Was ist Chronologiekritik?

Nachempfundenes Holzpferd in Troja (Türkei) © I. U. Topper

Chronologiekritik beschreibt die Erforschung unserer Geschichte aus einer Sicht, die Daten, Dokumente und Überlieferungen kritisch hinterfragt, analysiert und auf den Prüfstand stellt. Dabei werden oft althergebrachte Anschauungen umgeworfen, besonders die zeitliche Einordnung vieler geschichtlicher Ereignisse vor der Renaissance.

Die Vielseitigkeit unserer Beiträge findet man im Lesesaal.

Das geschichtliche Gerüst, an dem wir die Abfolge unserer Kulturphasen orientieren —Griechen, Römer, Christentum, Mittelalter, Renaissance— beruht auf einer Übereinkunft, die unserer Ansicht nach im 15. und 16. Jahrhundert ausgearbeitet wurde. Sie hat wenig mit wirklichen Daten zu tun, sondern diente vor allem den Interessen bestimmter Mächte; diese wollten eine Geschichte nach Maß schaffen, die ihren Zwecken dienlich war. Die hier vorgestellten Aufsätze belegen durch detaillierte Analysen, daß ein Großteil der Ideen, aus denen unser Geschichtsbewußtsein besteht, auf falschen Dokumenten beruht.

Manche Theorien, die auf dieser Seite vorgestellt und diskutiert werden, stülpen unser Geschichtsbild vollkommen um. Auf der Schlagzeilenseite werden einige der überraschendsten Ergebnisse zusammengefaßt.
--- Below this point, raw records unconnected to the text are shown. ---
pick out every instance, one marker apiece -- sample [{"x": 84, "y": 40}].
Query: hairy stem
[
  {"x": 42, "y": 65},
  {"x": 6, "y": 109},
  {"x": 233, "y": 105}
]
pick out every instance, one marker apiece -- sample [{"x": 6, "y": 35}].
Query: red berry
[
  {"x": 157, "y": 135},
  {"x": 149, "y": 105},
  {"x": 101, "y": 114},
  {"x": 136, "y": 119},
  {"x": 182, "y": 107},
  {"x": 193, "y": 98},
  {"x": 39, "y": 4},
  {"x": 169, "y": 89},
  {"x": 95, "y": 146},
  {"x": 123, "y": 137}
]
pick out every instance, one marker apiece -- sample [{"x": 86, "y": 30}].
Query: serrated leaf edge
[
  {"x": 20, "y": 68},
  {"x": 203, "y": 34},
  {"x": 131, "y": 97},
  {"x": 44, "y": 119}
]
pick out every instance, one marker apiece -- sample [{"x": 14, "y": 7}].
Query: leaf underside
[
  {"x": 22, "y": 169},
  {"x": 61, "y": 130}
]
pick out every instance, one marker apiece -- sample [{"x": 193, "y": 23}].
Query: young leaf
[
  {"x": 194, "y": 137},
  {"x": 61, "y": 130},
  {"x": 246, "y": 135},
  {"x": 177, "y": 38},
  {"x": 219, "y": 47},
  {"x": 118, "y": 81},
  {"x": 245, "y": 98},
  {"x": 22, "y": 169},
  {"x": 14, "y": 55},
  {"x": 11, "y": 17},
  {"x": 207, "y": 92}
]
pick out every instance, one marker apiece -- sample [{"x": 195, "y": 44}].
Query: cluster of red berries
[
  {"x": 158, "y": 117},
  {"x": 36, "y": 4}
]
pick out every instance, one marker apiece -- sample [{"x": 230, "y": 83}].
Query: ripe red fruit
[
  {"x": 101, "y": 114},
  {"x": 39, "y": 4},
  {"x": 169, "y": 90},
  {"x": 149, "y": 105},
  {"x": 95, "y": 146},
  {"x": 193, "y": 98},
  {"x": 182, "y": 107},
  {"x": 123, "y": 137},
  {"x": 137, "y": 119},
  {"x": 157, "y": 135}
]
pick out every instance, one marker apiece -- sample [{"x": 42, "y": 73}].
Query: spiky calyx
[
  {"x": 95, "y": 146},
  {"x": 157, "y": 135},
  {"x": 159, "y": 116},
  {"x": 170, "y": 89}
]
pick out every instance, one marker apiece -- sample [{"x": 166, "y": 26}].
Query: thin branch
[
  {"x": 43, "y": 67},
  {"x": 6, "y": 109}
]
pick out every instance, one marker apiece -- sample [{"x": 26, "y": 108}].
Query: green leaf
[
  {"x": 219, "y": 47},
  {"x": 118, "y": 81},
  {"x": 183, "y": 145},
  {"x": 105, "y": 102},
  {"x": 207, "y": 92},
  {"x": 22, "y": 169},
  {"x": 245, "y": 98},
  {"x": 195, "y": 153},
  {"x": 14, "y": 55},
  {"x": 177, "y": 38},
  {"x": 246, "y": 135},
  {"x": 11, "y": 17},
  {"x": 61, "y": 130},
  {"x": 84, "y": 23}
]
Allerdings wird hier kein endgültiges Schema der revidierten Geschichte angeboten; das kann es im Moment noch gar nicht geben. Hier wird gezeigt, in welchem Stadium sich die Diskussion befindet. Unsere Seite bietet Artikel, Buchrezensionen und kritische Essays an, immer auf wissenschaftlicher Grundlage.
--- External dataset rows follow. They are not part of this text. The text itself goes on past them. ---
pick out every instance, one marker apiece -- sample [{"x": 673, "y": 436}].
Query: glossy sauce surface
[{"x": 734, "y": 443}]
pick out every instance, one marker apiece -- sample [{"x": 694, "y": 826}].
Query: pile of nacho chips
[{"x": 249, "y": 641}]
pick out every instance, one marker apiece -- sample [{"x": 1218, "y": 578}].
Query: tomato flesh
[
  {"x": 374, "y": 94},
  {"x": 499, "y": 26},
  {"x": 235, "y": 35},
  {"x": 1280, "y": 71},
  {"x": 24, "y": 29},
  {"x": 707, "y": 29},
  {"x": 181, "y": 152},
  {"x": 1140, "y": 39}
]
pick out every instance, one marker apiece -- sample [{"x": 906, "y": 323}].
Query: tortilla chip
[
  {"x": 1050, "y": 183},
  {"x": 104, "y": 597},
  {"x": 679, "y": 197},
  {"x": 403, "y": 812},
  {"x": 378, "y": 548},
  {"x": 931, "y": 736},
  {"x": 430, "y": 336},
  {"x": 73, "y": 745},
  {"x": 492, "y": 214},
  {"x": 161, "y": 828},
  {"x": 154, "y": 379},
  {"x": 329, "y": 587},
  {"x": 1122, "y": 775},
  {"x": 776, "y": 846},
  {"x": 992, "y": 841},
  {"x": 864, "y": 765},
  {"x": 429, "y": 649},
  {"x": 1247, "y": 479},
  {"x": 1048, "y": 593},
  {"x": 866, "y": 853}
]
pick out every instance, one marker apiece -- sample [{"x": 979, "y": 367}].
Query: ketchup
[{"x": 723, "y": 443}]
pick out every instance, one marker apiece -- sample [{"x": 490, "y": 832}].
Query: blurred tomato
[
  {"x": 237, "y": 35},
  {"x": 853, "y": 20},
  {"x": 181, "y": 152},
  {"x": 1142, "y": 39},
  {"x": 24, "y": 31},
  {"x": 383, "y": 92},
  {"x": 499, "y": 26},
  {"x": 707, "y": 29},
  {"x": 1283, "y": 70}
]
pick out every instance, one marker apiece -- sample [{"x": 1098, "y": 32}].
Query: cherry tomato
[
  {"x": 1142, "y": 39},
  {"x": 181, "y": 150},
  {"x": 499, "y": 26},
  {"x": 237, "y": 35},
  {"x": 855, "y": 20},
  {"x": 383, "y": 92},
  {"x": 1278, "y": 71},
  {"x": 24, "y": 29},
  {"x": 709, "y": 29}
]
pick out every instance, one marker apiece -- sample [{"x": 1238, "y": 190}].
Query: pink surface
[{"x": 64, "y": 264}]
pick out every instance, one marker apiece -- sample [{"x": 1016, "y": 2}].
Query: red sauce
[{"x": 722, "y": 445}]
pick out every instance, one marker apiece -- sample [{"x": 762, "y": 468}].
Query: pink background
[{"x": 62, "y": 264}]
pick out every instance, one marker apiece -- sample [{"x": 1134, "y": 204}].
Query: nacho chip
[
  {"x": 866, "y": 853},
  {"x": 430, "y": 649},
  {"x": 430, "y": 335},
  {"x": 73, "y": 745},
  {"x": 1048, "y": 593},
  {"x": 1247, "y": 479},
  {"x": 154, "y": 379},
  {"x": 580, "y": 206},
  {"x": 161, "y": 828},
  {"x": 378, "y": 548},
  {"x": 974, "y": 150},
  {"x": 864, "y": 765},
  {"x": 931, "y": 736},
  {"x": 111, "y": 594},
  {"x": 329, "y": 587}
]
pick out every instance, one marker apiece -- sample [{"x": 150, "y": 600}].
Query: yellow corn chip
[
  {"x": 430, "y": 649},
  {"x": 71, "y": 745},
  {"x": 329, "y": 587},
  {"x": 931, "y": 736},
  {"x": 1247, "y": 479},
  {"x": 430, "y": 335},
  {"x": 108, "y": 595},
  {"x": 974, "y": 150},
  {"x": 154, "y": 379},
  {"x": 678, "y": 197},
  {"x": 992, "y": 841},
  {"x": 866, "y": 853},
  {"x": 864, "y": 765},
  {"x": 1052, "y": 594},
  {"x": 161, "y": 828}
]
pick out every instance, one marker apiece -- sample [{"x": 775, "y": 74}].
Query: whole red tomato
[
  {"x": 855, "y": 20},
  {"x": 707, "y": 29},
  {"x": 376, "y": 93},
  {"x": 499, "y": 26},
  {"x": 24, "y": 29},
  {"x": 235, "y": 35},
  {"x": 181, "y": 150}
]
An dieser Debatte nehmen viele unabhängige Forscher teil. Unter ihnen gibt es Soziologen, Ingenieure, Physiker, Mathematiker… die größtenteils in Deutschland leben, wo mehrere Dutzend Bücher und verschiedene Zeitschriften den Fortschritt der Zeitforschung belegen. Außerdem nehmen in zunehmendem Maße auch Experten aus Frankreich, England und den Vereinigten Staaten teil. Auch in Rußland gibt es eine historische Schule, die eine radikale Revidierung der Chronologie vorschlägt. Oft sind die Ansätze dieser verschiedenen Gruppen sehr unterschiedlich und gegenseitige Kritik ist häufig.

Die Debatte ist nicht neu, obwohl sie seit Anfang der neunziger Jahre neu erstarkt ist. Aber in allen Jahrhunderten hat es Forscher gegeben —manche von ihnen berühmte Denker und anerkannte Professoren— die erkannt haben, daß unser Geschichtsbild auf einer Basis von Fälschungen beruht. Ihre Entdeckungen sind zeitweise beachtet und diskutiert, später aber auch wieder totgeschwiegen worden. Einige ihrer Werke werden hier bekanntgegeben.